M Guma, E Sanchez-Lopez, A Lodi, R Garcia-Carbonell, S Tiziani, M Karin, J C Lacal, G S Firestein
Annals of the Rheumatic Diseases 2015, 74 (7): 1399-407

OBJECTIVES: Little is known about targeting the metabolome in non-cancer conditions. Choline kinase (ChoKα), an essential enzyme for phosphatidylcholine biosynthesis, is required for cell proliferation and has been implicated in cancer invasiveness. Aggressive behaviour of fibroblast-like synoviocytes (FLS) in rheumatoid arthritis (RA) led us to evaluate whether this metabolic pathway could play a role in RA FLS function and joint damage.

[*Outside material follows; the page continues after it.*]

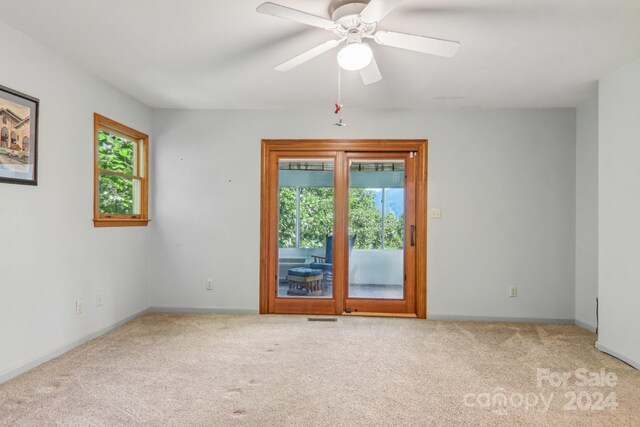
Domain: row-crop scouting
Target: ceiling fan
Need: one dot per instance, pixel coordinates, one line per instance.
(354, 21)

METHODS: Choline metabolic profile of FLS cells was determined by (1)H magnetic resonance spectroscopy ((1)HMRS) under conditions of ChoKα inhibition. FLS function was evaluated using the ChoKα inhibitor MN58b (IC₅₀=4.2 μM). For arthritis experiments, mice were injected with K/BxN sera. MN58b (3 mg/kg) was injected daily intraperitoneal beginning on day 0 or day 4 after serum administration.

RESULTS: The enzyme is expressed in synovial tissue and in cultured RA FLS. Tumour necrosis factor (TNF) and platelet-derived growth factor (PDGF) stimulation increased ChoKα expression and levels of phosphocholine in FLS measured by Western Blot (WB) and metabolomic studies of choline-containing compounds in cultured RA FLS extracts respectively, suggesting activation of this pathway in RA synovial environment. A ChoKα inhibitor also suppressed the behaviour of cultured FLS, including cell migration and resistance to apoptosis, which might contribute to cartilage destruction in RA. In a passive K/BxN arthritis model, pharmacologic ChoKα inhibition significantly decreased arthritis in pretreatment protocols as well as in established disease.

CONCLUSIONS: These data suggest that ChoKα inhibition could be an effective strategy in inflammatory arthritis. It also suggests that targeting the metabolome can be a new treatment strategy in non-cancer conditions.